Now to get Flume to support LZO you’re going to need a few things. Mainly the key library for which you most likely have installed into your Hadoop install, LZO support itself. Now I wont go into detail on how to install this as there are many great articles and a readme on how to do this.
In a basic Flume setup you have 3 types of machines. An agent, a collector, and a master node. For LZO support we don’t really care about any of the other nodes but the collector. As the collectors job is to actually preform the writing into HDFS/Hadoop. To do this you just need to make a few changes to your Flume config files.
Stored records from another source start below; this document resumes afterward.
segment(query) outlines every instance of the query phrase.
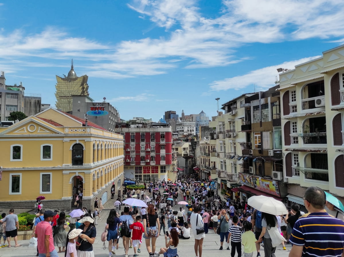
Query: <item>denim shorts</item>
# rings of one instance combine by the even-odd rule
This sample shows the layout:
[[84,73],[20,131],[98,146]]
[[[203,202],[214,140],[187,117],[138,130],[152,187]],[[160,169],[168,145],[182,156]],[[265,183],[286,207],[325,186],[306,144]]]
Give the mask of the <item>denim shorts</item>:
[[[149,228],[148,227],[146,227],[146,231],[147,232],[147,234],[148,234],[148,230],[149,228],[152,230],[156,230],[157,233],[155,233],[155,237],[158,236],[158,235],[159,233],[159,231],[158,231],[158,228],[156,226],[155,227],[150,227]],[[144,234],[143,235],[143,237],[145,239],[149,239],[150,238],[150,237],[146,237]]]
Extend Flume’s Java Classpath with the LZO Native Libs.
#64 Bit OS export JAVA_LIBRARY_PATH=/usr/lib/hadoop/lib/native/Linux-amd64-64 #32 Bit OS export JAVA_LIBRARY_PATH=/usr/lib/hadoop-0.20/lib/native/Linux-i386-3
Make flume aware of the compression codec you want to use.
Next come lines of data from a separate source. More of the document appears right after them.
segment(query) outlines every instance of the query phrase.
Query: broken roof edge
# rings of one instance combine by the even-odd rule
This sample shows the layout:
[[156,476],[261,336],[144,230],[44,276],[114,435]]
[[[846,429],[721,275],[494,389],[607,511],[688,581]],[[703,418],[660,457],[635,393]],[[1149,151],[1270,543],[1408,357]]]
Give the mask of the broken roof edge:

<property> <name>flume.collector.dfs.compress.codec</name> <value>Lzop</value> <description>Writes formatted data compressed in specified codec to dfs. Value is None, GzipCodec, DefaultCodec (deflate), BZip2Codec, or any other Codec Hadoop is aware of </description> </property>
You will also need to create a symlink or copy the hadoop-lzo.jar file that exists in your hadoop install’s lib folder. To Flume’s lib folder in /usr/lib/flume/lib. Once both of these changes are completed you should now have LZO support within Flume. Currently the only ways to use compression in your write outs of files is via the customDFS, escapedCustomDFS, and collectorSink sinks. These sinks will automatically compress the output thanks to the change in the flume-site.xml file.
Now a note about LZO. The LZO library mentioned provides access to two versions of the LZO codec, LZO and LZOP. LZO is a streaming version from what I can piece together, and the LZOP is a file based version of the codec. In most cases the LZOP version is what you want.
This concludes Part 1. You should now have support for LZO in your Flume flows. In Part 2 I’ll go over how to use escapedCustomDFS and collectorSink to allow for your output to be pupped right into Hive.